We were able to express total demand as a function of the decision variables of the fox, and the parameters/random variables of the model. Nevertheless it also hints at the problem here (multiply by $p$ to get the revenue function), but let's derive it explicitly.

For later use, from $(5)$ we also get

$$t_i = S\left(1-\frac {n-1}{1+g_i\sum_{j\neq i}g_j^{-1}}\right) \tag{7}$$

Turning to the profit function of the fox, it has certain gross revenues equal to $pS$ and then she will have to payback the amount paid by the bunny that gets to win the lottery.
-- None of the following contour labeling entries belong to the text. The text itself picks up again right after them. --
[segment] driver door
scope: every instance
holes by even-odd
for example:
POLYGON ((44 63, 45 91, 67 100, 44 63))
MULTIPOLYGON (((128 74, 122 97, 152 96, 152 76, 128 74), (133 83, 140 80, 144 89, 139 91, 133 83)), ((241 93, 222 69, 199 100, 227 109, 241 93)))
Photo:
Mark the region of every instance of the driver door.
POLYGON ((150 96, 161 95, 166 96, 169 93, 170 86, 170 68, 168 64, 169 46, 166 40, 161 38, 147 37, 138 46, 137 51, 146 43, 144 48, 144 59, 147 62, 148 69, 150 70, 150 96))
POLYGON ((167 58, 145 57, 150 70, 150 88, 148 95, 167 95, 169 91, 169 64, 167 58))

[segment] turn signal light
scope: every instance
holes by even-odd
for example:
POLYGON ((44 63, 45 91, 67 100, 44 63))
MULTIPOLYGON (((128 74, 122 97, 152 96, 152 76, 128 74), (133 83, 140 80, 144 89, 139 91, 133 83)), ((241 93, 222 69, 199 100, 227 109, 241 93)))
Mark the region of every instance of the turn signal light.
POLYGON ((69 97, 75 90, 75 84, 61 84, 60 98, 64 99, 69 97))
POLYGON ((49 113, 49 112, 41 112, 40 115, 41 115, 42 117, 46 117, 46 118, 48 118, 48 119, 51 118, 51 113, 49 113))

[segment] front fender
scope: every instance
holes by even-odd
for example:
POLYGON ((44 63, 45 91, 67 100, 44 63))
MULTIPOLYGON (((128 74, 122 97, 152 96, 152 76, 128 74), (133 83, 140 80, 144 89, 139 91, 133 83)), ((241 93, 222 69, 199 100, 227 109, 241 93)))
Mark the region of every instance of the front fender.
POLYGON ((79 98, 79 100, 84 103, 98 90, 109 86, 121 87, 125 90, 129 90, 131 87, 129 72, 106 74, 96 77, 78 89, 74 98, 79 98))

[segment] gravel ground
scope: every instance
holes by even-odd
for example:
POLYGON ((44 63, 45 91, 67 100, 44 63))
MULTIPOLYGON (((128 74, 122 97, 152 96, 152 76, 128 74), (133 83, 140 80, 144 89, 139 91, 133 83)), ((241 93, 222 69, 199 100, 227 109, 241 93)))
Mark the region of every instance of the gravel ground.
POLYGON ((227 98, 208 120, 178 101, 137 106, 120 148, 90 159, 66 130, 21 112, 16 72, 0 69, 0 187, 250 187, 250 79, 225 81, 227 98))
So with probability $t_i/S$ the fox gets $pS - pt_i$. So the expected profit function, after ticket sales have been finalized and before the lottery draw, is

$$E(\pi) = \sum_{i=1}^n \frac {t_i}{S}\left(pS - pt_i\right) = p\sum_{i=1}^n \frac {t_i(S-t_i)}{S} \tag{8}$$

Inserting $(5),(7)$ into $(8)$, we have

$$E(\pi) = p\sum_{i=1}^n \frac {S\left(1-\frac {n-1}{1+g_i\sum_{j\neq i}g_j^{-1}}\right)\left(\frac {n-1}{1+g_i\sum_{j\neq i}g_j^{-1}}S\right)}{S}$$

$$= pS\sum_{i=1}^n \left(1-\frac {n-1}{1+g_i\sum_{j\neq i}g_j^{-1}}\right)\left(\frac {n-1}{1+g_i\sum_{j\neq i}g_j^{-1}}\right)$$

Using also $(6)$ we get, after simplification

$$E(\pi) = \frac {(n-1)^2g_i\cdot [C-x^2+x]}{1+g_i\sum_{j\neq i}g_j^{-1}}\cdot \sum_{i=1}^n \left[\frac {\left(g_i\sum_{j\neq i}g_j^{-1}-n+2\right)}{\left(1+g_i\sum_{j\neq i}g_j^{-1}\right)^2}\right] \tag{9}$$

Equation $(9)$ reveals the issues here: While from $(3)$ the fox can infer all actually realized $g_i$'s, ex ante, the expected profit function looks like a very complicated function of $n$ Uniform $(0,1)$ random variables.

But most importantly, profit does not depend on price (since to begin with Total Revenue does not depend on price). While this is standard in a perfectly competitive environment (where market equilibrium determines price), here we have a monopoly. To fix this, one should go back to the expected utility function and change its quasi-linear form, and assume instead concave utility in $pt_i$, $v(pt_i), v'>0, v''<0$. This will maintain price as an argument of the profit function together with $x$, and maximization of profit with respect to $(p,x)$ jointly could be attempted.